Prove that there does not exist a bijective map from $\mathbb{R}^2 \to \mathbb{R}^3$ where $f$ and $f^{-1}$ are both differentiable.
Thanks for any help.    
 A: I'd be pretty surprised if this question wasn't already answered somewhere on this site... but here's a sketch.
Suppose $f : \mathbb{R}^2 \to \mathbb{R}^3$ is bijective with both $f$ and $f^{-1}$ differentiable. In particular, $f$ and $f^{-1}$ are continuous i.e. $f$ is a homeomorphism. So the question is: "why is $\mathbb{R}^2$ not homeomorphic to $\mathbb{R}^3$?" The simplest approach is probably to note that $\mathbb{R}^2$ minus a point is not simply connected, but $\mathbb{R}^3$ minus a point is simply connected.
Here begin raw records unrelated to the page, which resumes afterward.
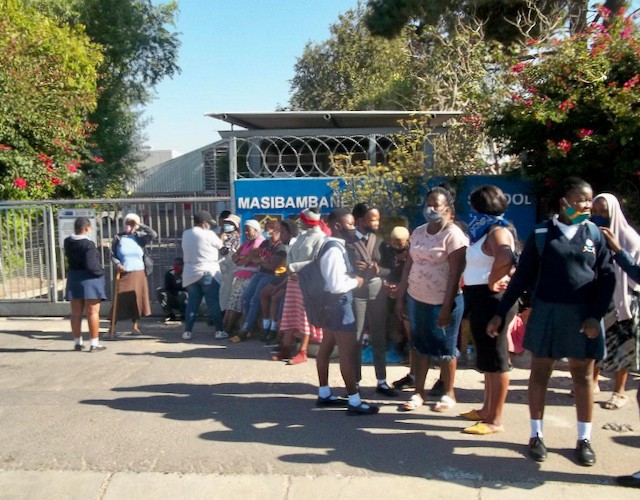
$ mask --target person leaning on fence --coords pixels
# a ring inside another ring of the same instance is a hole
[[[353,267],[344,246],[345,239],[356,237],[353,215],[345,209],[336,209],[329,215],[332,237],[324,245],[331,247],[320,256],[320,269],[324,278],[323,336],[316,364],[318,369],[317,406],[347,406],[348,415],[378,413],[379,408],[362,401],[356,380],[356,318],[353,314],[352,290],[361,287],[364,280],[353,273]],[[321,249],[320,252],[323,252]],[[348,400],[334,396],[329,387],[329,360],[335,346],[340,351],[340,373],[347,388]]]
[[[225,212],[228,212],[225,210]],[[231,296],[231,287],[233,286],[233,272],[236,265],[233,263],[233,256],[240,248],[240,217],[235,214],[227,214],[222,219],[222,232],[220,239],[222,240],[222,248],[220,249],[220,273],[222,280],[220,281],[220,309],[224,316],[227,310],[227,303]]]
[[[129,213],[124,218],[124,231],[114,236],[111,242],[111,260],[120,273],[118,297],[112,330],[109,337],[115,337],[116,322],[131,319],[133,327],[131,333],[140,334],[138,320],[151,315],[149,303],[149,283],[144,267],[144,249],[152,240],[158,237],[149,226],[140,221],[137,214]]]
[[[580,465],[596,462],[591,447],[593,367],[594,361],[605,355],[602,318],[609,308],[616,276],[602,233],[588,220],[592,197],[591,186],[577,177],[565,179],[554,189],[550,203],[555,215],[528,238],[496,315],[487,325],[487,333],[497,336],[518,297],[527,288],[534,289],[524,347],[533,355],[528,451],[537,462],[547,458],[542,418],[553,365],[562,358],[569,359],[573,380],[578,417],[576,458]]]
[[[164,275],[164,287],[158,288],[158,302],[162,306],[165,314],[165,322],[176,321],[175,315],[177,310],[180,313],[179,321],[183,321],[185,311],[187,309],[187,291],[182,286],[182,271],[184,269],[184,260],[182,257],[176,257],[173,261],[173,267]]]
[[[224,338],[222,312],[220,311],[220,264],[219,250],[222,241],[213,232],[216,223],[211,214],[200,210],[193,216],[193,227],[182,233],[182,255],[184,272],[182,283],[187,289],[187,311],[184,320],[183,340],[191,340],[198,309],[204,298],[209,317],[215,325],[216,338]]]
[[[106,349],[99,342],[100,302],[106,300],[104,268],[100,264],[100,254],[96,244],[89,238],[91,222],[79,217],[74,222],[74,233],[64,240],[67,257],[67,290],[65,299],[71,303],[71,332],[75,341],[74,349],[82,351],[82,316],[87,315],[90,351]]]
Since the property

there exists a point $x \in X$ such that $X \setminus \{x\}$ is not-simply connected

is invariant under homeomorphism, we are done.
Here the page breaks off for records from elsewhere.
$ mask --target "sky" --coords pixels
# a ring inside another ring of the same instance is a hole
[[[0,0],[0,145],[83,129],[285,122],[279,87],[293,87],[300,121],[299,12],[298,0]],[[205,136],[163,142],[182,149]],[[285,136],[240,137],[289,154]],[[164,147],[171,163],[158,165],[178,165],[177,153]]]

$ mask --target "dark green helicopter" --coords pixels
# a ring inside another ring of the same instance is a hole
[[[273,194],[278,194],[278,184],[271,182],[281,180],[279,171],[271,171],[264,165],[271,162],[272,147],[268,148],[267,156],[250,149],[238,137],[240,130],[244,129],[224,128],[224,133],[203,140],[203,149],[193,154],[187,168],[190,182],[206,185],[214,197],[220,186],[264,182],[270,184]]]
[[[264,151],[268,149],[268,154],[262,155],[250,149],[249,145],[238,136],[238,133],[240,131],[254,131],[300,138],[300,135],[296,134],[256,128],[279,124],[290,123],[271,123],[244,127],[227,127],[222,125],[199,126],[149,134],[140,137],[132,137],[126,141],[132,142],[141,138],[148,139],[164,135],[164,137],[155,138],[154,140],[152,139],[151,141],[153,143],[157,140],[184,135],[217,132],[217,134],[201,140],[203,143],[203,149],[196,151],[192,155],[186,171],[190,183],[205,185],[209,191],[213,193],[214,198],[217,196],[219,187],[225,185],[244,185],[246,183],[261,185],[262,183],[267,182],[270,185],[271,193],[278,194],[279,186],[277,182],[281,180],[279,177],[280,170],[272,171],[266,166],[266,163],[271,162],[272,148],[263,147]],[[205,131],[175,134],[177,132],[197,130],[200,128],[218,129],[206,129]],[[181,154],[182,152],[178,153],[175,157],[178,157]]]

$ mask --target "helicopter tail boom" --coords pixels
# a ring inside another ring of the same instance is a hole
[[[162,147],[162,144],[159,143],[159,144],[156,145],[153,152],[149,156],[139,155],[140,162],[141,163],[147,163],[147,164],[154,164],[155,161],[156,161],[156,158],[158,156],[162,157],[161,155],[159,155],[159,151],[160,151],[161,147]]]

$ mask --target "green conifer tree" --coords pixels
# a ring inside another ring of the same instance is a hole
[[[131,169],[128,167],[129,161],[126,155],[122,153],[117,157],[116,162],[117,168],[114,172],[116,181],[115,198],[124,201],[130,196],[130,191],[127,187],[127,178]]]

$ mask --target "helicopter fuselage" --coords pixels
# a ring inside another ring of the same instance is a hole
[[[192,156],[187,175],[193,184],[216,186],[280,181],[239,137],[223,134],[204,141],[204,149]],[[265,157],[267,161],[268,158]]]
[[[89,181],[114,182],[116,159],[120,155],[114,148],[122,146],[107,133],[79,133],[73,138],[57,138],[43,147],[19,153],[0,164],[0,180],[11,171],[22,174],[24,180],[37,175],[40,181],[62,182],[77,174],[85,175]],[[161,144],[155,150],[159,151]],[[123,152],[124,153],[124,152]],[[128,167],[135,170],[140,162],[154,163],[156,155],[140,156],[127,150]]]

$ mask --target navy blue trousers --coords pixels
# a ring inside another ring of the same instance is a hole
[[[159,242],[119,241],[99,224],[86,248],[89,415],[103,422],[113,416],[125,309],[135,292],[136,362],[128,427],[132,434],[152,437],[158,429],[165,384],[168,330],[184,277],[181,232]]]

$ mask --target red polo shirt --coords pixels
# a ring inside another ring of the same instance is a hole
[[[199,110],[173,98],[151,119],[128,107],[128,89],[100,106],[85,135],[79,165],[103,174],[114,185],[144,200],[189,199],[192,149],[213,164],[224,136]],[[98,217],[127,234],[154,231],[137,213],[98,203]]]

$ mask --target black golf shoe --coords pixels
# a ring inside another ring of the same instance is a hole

A: Be $f:\mathbb R^2\to\mathbb R^3$ such a function.
Now define on $\mathbb R^3$ the coordinate functions
$$\begin{align}
\omega_1\colon &(x,y,z)\mapsto x\\
\omega_2\colon &(x,y,z)\mapsto y\\
\omega_3\colon &(x,y,z)\mapsto z
\end{align}$$
Those are clearly differentiable, and $\partial_i\omega_j=\delta_{ij}$ everywhere.
Now define the functions
$$\alpha_i = \omega_i\circ f$$
By the chain rule, the $\alpha_i$ are differentiable functions from $\mathbb R^2$ to $\mathbb R$. I'm going to write the points of $\mathbb R^2$ as $(u,v)$.
Now consider the gradients at a point $o$, $g_i=\operatorname{grad_{\mathbb R^2}}\alpha_i(o) = (\partial_u\alpha_i(o),\partial_v\alpha_i(o))$. Since those are two-dimensional vectors, they must be linearly dependent, that is, there exist numbers $a, b, c$ of which at least one is not $0$, so that $a g_1+b g_2+c g_3=0$.
Now by the assumptions, $\omega_i=\alpha_i\circ f^{-1}$. Be $p=f(o)$ (and thus $o=f^{-1}(p)$). Then we can calculate $\partial_i\omega_j(p)$ using the chain rule (this is allowed because $f^{-1}$ is differentiable by assumption):
$$\partial_i\omega_j(p) = \partial_u\alpha_j(f^{-1}(p))(\partial_i(f^{-1}))_u(p) + \partial_v\alpha_j(f^{-1}(p))(\partial_i(f^{-1}))_v(p) = g_j\cdot(\partial_i(f^{-1}))(p)$$
Especially, we get $a\partial_i\omega_1(p)+b\partial_i\omega_2(p)+b\partial_i\omega_3(p) = (ag_1 + bg_2 + c g_3)\cdot(\partial_i(f^{-1})(p)) = 0$ for all $i$.
But we find from direct calculation that
$$a\partial_i\omega_1(p)+ b\partial_i\omega_2(p)+c\partial_i\omega_3(p) = a\delta_{i1}+b\delta_{i2}+c\delta_{i3} = \begin{cases}a & i=1\\b & i=2\\c & i=3\end{cases}$$
and at least one of $a$, $b$, $c$ is $\ne0$.
Therefore we get a contradiction, and thus no such $f$ can exist.